Dotonbori Osaka Walk
Dotonbori is one of the most popular tourist attractions in Osaka. The street runs next to the Dotonbori Canal and is known for shopping, dining, entertainment, pop culture, and street food.
Dotonbori is fun to explore at any time of day, but especially spectacular at night when the whole area lights up.
The area was created in 1612 by local entrepreneur, Yasui Doton, with the idea to increase commerce by expanding the river. In 1621, it was designated the entertainment district of Osaka.
By 1662, there were six kabuki theaters, five bunraku theaters, and a mechanical puppet theater.

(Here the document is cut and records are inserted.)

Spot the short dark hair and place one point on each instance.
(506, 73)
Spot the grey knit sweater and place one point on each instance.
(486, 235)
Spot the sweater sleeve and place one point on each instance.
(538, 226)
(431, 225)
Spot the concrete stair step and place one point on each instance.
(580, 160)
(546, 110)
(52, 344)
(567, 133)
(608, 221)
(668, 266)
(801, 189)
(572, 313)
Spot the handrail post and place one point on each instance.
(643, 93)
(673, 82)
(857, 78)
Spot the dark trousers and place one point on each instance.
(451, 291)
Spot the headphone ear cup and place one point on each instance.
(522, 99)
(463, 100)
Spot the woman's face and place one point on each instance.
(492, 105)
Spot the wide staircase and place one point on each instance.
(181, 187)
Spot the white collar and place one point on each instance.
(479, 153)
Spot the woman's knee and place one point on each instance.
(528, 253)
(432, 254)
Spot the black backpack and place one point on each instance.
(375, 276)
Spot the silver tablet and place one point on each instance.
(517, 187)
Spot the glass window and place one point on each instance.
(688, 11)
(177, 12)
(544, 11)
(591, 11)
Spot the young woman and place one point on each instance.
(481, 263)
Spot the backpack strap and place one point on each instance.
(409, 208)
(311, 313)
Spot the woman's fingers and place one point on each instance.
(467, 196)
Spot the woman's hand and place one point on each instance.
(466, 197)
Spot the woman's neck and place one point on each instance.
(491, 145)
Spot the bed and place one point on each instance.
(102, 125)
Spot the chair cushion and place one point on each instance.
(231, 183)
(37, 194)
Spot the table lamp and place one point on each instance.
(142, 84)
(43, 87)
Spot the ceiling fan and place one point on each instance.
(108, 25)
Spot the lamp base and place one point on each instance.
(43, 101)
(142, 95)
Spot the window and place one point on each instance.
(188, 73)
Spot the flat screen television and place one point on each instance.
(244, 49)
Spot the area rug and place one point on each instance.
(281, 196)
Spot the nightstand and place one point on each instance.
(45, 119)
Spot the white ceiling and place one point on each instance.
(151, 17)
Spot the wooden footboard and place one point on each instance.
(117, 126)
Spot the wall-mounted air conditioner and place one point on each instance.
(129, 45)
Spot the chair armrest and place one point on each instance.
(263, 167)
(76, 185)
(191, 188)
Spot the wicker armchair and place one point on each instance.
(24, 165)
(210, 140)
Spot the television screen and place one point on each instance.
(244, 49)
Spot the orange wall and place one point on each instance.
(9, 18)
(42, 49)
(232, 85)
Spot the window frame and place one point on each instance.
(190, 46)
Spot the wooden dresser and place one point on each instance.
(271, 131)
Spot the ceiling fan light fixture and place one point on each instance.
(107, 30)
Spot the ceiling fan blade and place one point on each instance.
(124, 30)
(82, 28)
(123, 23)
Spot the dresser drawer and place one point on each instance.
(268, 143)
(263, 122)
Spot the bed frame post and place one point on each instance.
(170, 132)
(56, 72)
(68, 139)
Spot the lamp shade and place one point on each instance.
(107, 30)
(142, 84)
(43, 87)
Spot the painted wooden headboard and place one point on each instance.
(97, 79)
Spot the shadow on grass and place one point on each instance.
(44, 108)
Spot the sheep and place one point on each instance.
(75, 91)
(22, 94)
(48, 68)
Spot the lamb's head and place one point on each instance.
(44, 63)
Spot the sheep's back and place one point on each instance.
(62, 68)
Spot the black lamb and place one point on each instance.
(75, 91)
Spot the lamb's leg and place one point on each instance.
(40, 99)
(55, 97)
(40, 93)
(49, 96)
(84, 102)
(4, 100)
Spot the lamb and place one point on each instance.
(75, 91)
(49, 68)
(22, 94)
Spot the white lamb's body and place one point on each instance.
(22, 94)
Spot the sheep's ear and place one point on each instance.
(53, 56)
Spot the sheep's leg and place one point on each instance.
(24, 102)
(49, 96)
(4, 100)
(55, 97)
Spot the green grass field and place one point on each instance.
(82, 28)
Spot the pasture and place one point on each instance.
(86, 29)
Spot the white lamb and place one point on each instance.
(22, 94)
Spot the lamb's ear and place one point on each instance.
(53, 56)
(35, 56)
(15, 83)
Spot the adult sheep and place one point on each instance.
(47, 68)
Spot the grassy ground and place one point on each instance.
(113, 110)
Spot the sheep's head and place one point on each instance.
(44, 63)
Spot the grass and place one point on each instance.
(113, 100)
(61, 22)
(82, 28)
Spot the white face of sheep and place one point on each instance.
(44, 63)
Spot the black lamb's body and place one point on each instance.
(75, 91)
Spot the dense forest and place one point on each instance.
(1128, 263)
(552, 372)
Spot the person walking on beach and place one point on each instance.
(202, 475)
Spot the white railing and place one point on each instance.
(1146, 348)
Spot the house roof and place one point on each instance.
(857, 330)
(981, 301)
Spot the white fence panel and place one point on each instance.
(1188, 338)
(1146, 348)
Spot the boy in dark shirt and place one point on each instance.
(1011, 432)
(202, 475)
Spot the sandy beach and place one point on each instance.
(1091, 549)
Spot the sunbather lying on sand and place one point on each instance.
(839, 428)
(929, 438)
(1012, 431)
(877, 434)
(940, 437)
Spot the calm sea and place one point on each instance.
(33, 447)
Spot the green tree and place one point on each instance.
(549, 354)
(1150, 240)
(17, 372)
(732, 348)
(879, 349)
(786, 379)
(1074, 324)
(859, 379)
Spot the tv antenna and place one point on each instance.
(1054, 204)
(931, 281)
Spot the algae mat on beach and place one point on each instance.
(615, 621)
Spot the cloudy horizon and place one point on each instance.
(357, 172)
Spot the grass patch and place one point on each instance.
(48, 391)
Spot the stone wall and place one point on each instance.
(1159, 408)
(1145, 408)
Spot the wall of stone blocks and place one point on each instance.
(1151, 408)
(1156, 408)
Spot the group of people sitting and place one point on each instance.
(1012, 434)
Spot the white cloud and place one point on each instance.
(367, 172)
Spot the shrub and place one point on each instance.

The Glico Man is an iconic symbol of Osaka. It was first installed in 1935 by the Japanese food company. The current signboard is the 6th version and uses LED lights rather than neon lights.
Kuidaore Taro is a mechanical drum-playing clown that was installed in 1950.
Today, the main attraction is the animated signboards. The 21-foot crab above the restaurant Kani Doraku was built in 1960. There are also giant sushi, blowfish, and dragons.
Hozenji Temple, just south of Dotonbori, is a preserved temple situated in the center of the city. It was built in 1637 during the Edo period and is known for its moss-covered Buddhist statue of Fudo Myo.
It is said that splashing water on the statue will bring you good luck and grant your wishes.
Osaka is famous for food and Dotonbori is the best place to find it!
Takoyaki started in Osaka in 1935. The recipe includes a batter of egg, flour, and water. Then, tempura crumbs, pickled ginger, green onion, and chopped octopus are added. They are cooked in a special cast iron griddle and topped with Worcestershire sauce, mayonnaise, and bonito flakes.
Okonomiyaki has two main styles – one from Hiroshima and one from Osaka. The Osaka style adds shredded cabbage, green onions, and seafood or pork to an egg, flour, and water batter. The batter is poured onto a grill like a pancake and topped with Worcestershire sauce, mayonnaise, and bonito flakes.
Kitsune Udon is a variation of Udon noodles served in a hot broth with a piece of sweetened deep fried tofu. Udon are thick wheat noodles in a broth made from dashi, soy sauce, mirin, and topped with scallions.
Teppanyaki is the type of Japanese food you typically see in America. You sit in front of an iron griddle where high-grade meat is cooked by a skilled chef.
How to Get There
From Osaka or Shin-Osaka Station, take the Midosuji line to Namba Station. Then, walk north toward Shinsaibashi Station.